1. Read in the spreadsheet titled

        3. Median HH income, metro in the PEW Middle
        Class Data.xlsx file



2. Save it as an object titled pew


3. Take a peek at what this data looks like



Hint: You will need to skip 5 lines ☛ check out the help file on read_excel to do this

Solution



1 & 2: Read in the .xlsx file and save as pew

pew <- read_excel("data/PEW Middle Class Data.xlsx", sheet = "3. Median HH income, metro", skip = 5)

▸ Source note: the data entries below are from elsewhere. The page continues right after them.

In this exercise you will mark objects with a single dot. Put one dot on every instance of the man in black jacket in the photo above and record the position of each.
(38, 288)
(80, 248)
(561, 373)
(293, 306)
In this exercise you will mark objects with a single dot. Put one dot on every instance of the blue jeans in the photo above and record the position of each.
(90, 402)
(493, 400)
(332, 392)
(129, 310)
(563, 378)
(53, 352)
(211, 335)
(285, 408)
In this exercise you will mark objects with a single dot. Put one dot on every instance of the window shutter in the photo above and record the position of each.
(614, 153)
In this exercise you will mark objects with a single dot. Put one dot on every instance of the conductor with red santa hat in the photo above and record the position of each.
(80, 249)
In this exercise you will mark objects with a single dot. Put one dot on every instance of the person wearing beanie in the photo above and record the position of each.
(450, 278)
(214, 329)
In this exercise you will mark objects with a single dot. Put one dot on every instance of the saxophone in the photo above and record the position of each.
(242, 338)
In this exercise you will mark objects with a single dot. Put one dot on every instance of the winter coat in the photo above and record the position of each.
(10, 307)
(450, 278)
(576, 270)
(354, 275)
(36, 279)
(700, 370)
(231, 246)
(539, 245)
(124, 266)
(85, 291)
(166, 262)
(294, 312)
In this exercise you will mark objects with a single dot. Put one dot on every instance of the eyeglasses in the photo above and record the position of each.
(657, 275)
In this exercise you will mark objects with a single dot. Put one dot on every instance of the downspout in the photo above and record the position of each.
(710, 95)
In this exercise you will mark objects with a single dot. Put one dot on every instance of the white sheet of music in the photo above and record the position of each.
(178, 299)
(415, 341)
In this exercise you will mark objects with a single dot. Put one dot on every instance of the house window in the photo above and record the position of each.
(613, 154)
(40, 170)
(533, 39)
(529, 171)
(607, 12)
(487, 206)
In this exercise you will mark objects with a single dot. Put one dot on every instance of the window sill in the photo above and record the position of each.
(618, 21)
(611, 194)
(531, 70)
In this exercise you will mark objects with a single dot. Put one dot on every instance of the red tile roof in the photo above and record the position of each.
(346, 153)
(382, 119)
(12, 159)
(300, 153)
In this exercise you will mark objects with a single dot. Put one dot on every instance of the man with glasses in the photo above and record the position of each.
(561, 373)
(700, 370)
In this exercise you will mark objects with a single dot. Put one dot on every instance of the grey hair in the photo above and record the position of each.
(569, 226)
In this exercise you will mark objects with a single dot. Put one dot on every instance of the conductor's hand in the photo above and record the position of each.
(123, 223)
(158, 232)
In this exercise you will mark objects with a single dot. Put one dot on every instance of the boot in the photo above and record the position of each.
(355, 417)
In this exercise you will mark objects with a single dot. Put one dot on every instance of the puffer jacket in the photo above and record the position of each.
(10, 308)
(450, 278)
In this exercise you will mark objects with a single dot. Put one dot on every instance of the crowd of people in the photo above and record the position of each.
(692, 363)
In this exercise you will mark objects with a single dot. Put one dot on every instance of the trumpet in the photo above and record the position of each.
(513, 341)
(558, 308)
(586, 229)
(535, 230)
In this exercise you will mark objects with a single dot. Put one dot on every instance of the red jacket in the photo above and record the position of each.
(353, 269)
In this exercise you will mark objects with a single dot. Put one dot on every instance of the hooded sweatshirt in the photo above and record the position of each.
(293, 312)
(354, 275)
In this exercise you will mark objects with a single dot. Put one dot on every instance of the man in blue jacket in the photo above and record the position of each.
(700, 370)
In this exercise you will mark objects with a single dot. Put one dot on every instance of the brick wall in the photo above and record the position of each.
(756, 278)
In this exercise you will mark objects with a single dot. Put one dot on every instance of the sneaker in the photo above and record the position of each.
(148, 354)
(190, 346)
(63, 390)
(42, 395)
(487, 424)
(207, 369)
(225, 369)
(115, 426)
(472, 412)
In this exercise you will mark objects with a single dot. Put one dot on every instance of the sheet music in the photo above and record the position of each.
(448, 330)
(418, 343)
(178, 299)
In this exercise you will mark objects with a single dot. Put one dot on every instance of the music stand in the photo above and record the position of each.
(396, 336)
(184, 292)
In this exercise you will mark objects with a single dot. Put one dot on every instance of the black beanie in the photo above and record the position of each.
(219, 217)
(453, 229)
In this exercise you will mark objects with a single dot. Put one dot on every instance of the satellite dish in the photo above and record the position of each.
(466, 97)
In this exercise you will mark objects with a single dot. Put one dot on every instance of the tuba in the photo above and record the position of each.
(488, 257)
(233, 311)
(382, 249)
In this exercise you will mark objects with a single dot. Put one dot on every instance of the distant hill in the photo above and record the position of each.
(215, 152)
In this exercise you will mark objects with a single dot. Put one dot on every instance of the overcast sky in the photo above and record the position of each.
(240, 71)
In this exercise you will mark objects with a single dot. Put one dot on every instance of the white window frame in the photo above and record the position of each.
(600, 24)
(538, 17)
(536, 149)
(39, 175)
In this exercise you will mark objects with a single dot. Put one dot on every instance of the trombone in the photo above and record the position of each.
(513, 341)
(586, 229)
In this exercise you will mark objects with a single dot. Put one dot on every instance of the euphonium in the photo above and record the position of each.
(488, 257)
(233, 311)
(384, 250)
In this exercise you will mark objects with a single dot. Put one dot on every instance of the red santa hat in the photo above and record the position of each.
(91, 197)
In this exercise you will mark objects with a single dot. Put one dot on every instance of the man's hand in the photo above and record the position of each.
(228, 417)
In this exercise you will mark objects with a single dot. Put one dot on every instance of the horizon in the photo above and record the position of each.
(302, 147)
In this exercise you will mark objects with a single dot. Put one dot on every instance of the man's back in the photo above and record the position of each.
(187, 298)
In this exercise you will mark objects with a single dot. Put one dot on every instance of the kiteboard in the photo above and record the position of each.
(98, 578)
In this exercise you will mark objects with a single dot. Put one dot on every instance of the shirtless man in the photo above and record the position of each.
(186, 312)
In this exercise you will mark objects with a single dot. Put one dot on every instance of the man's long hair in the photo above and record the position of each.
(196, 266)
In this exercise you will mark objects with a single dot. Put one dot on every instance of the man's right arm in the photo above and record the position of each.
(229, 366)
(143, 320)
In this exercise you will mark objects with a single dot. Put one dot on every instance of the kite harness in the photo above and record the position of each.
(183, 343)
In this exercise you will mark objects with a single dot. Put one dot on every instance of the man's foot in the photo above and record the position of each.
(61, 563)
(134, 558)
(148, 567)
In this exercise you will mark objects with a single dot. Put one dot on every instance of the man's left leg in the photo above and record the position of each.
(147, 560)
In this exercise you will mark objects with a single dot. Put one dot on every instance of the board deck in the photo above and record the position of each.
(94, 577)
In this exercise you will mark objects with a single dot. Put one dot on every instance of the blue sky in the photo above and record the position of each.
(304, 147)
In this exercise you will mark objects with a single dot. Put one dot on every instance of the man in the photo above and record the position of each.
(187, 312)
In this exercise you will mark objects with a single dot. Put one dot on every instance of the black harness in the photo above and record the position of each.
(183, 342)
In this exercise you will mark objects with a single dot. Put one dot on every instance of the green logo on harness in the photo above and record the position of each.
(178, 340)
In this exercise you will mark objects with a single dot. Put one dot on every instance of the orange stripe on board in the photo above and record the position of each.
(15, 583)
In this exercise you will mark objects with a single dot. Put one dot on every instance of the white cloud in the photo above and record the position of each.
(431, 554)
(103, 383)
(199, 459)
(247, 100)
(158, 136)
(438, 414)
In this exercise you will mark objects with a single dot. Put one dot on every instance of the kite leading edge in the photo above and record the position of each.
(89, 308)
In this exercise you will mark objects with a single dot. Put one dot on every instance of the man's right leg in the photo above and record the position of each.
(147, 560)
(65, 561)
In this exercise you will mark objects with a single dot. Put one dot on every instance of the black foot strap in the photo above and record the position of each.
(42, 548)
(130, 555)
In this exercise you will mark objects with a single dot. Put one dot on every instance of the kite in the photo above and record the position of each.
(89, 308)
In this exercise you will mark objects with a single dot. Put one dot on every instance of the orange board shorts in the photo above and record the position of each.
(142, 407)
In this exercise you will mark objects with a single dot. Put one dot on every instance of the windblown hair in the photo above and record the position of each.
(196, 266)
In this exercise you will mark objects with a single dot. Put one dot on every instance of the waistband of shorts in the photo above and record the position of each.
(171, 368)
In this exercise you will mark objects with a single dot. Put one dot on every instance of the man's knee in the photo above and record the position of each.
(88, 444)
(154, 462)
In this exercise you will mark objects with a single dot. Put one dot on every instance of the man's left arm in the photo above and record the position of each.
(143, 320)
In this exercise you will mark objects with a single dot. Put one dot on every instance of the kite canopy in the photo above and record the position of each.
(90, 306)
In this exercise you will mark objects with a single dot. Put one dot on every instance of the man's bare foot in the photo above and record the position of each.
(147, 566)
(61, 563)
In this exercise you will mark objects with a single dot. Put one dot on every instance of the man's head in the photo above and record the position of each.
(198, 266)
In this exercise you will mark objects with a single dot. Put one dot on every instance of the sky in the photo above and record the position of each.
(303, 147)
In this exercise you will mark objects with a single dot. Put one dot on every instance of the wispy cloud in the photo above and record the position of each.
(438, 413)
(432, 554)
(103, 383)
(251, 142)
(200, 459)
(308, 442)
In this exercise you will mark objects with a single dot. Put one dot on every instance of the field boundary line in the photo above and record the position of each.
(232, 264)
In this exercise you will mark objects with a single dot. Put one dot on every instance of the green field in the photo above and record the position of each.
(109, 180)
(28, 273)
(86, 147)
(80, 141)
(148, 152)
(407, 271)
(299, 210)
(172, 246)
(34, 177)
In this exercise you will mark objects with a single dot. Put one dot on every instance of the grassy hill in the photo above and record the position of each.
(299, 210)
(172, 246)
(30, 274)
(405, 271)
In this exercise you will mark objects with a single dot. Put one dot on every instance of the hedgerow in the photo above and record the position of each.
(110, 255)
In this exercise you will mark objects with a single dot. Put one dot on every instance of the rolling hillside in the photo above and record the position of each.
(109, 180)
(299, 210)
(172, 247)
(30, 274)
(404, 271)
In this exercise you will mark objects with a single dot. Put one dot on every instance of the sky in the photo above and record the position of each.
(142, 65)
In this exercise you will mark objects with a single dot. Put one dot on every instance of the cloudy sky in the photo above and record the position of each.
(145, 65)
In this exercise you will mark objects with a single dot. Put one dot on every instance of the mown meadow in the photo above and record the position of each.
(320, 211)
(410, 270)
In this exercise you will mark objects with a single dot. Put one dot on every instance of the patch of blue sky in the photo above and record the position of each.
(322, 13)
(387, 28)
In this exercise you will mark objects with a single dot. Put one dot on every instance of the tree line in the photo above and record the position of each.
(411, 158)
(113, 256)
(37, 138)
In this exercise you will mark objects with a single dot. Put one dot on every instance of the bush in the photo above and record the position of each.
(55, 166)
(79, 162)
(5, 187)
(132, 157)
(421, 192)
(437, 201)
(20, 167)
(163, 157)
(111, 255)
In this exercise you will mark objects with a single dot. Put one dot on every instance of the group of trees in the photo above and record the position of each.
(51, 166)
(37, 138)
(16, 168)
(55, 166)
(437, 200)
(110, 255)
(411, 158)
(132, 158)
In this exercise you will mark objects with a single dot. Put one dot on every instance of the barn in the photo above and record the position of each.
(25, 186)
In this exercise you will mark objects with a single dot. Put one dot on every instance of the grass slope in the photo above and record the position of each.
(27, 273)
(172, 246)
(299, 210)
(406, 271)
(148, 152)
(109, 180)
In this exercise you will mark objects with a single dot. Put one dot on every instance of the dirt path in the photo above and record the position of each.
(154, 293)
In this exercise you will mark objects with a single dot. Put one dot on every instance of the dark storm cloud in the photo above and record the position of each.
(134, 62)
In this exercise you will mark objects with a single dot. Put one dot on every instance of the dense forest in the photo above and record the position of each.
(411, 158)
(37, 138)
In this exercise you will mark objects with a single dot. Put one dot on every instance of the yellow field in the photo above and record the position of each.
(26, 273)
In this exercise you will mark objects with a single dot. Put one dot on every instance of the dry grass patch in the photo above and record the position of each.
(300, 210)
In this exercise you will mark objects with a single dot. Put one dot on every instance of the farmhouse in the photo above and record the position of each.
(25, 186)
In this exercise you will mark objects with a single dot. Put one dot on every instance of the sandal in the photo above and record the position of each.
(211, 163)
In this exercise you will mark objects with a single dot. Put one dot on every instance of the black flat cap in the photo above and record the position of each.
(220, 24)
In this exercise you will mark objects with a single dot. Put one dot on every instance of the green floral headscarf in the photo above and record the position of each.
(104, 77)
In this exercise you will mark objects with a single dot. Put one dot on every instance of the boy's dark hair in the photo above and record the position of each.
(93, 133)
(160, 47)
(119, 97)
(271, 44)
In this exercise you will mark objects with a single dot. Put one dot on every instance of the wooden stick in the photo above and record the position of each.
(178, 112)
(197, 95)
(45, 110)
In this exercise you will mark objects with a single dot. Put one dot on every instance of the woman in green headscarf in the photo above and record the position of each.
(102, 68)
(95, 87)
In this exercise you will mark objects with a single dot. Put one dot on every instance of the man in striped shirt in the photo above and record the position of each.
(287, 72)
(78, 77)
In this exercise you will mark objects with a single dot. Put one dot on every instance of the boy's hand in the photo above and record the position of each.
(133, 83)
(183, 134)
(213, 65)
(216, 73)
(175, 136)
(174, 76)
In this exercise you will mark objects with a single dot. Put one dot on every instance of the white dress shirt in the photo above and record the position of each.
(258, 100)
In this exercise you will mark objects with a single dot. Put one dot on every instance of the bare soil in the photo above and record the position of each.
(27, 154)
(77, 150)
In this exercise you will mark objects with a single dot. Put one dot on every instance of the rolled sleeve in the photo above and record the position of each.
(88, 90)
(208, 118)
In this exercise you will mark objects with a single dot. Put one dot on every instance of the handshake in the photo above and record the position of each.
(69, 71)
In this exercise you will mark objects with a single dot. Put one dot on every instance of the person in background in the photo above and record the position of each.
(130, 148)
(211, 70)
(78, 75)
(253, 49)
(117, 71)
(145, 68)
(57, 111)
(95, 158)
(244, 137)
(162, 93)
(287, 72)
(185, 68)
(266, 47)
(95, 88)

3: Take a peek at what this data looks like

View(pew)

Scraping Online Files

Scraping Online Files

Tabular files

  • Dense subject with LOTS to learn
  • We'll only focus on reading in tabular and Excel files stored online
  • For more info regarding "real web scraping" see the tutorial at: uc-r.github.io/scraping


Let's download some data from https://www.data.gov/metrics:

# the url for the online CSV
url <- "https://www.data.gov/media/federal-agency-participation.csv" 

# use read.csv to import
data_gov <- read.csv(url, stringsAsFactors = FALSE)

View(data_gov)

Scraping Online Files

Excel files

  • Scraping online Excel files follows a similar process
  • gdata package is particular easy to use


Let's download some data from Fair Market Rents for Section 8 Housing:

library(gdata)

url <- "http://www.huduser.org/portal/datasets/fmr/fmr2015f/FY2015F_4050_Final.xls"

# use read.xls to import
rents <- read.xls(url)

View(data_gov)

Your Turn



1. Download the file stored at:

https://bradleyboehmke.github.io/public/data/reddit.csv


2. Save it as an object titled reddit


3. Take a peek at what this data looks like

Solution



1. Download the file stored at: bradleyboehmke.github.io/public/data/reddit.csv

2. Save it as an object titled reddit

url <- "https://bradleyboehmke.github.io/public/data/reddit.csv"

reddit <- read.csv(url)


3. Take a peek at what this data looks like

View(reddit)

Key Things to Remember

Remember These Functions!

Operator/Function Description
data() access built-in data sets
? will provide you information regarding built-in data (i.e. ?mtcars)
read.csv() base R function for reading in .csv files (can also be used to read in a .csv file stored online)
read.delim() base R function for reading in .txt and .tsv files
read_excel() imports Excel data (provided by the readxl package)
read.xls() imports Excel data stored online (provided by the gdata package)
View() opens a spreadsheet-style data viewer

Break

5 minutes!